Don't forget to rate helpful posts.

suthomas1 · ‎09-19-2011

thanks to all for replying to my query. lastly, if i need to make this one switch as root. will spanning-tree vlan "" root primary be the command or is there any other command like " spanning-tree bridge or so" which when put in will get all default stp configuration.

thanks.

ameya_oke · ‎09-19-2011

Hi suthomas,

The spanning-tree vlan x root primary command will reduce the priority down to 4096 (when done enough times), and then it is up to the MAC addresses to decide on the winner (if the spanning-tree vlan x root command was issued over and over and over again on all the switches).

Another option would be to use the command spanning-tree vlan x priority 0, and that would force that to be winner (if no one else had that same priority and a lower MAC address).

Please rate helpful posts

Ameya

cadet alain · ‎09-19-2011

Hi,

to make a switch the root bridge for a specific vlan you can use:

1) spanning-tree vlan x priority

2) spanning-tree vlan x root primary

The second command is a macro which will examine the other switches "as of now" settings and will lower the value on this switch to win the election, meaning that if we change the priority with command one on another switch to win( after the command 2 has been issued) it will take effect whatsoever.

Regards.

Alain

Don't forget to rate helpful posts.

suthomas1 · ‎09-20-2011

In that case , out of the two commands, will it be advisable to use spanning-tree vlan 1-1024 root primary command for this lone switch.

thanks in advance.

cadet alain · ‎09-20-2011

Hi,

I would use the second option with a priority of zero so the only way to beat it is to have same priority of zero and a lower MAC.

Regards.

Alain.

Don't forget to rate helpful posts.

ameya_oke · ‎09-20-2011

Dear Suthomas,

You are the admin and you are sure that a particular switch is the ideal candidate for root bridge then it is advisable to set the priority manually to the lowest value

This will be helpful as you would be well aware of the root in your network.

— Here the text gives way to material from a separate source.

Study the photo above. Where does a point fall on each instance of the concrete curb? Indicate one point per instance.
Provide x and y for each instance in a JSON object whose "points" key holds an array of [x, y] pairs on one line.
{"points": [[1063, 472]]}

Secondly in case of any issues you can directly start trouble shooting from this root bridge.

Please rate helpful posts.

Note: It is advisable to set priority manually.

Ameya

JohnTylerPearce · ‎09-20-2011

I would enter the following commands (If you are running PVST or RPVST)

1. spanning-tree extended system-id

2. spanning-tree vlan 1-4096 priority 0

This will make sure that all vlans you create will use the 6509 as the root switch. If you create vlan 10, the priority

will be 10. This should be the lowest priority and therefore a valid root switch. This way, if you bring in a few access

switches, and create some vlans on it, the root switch will still be the root switch.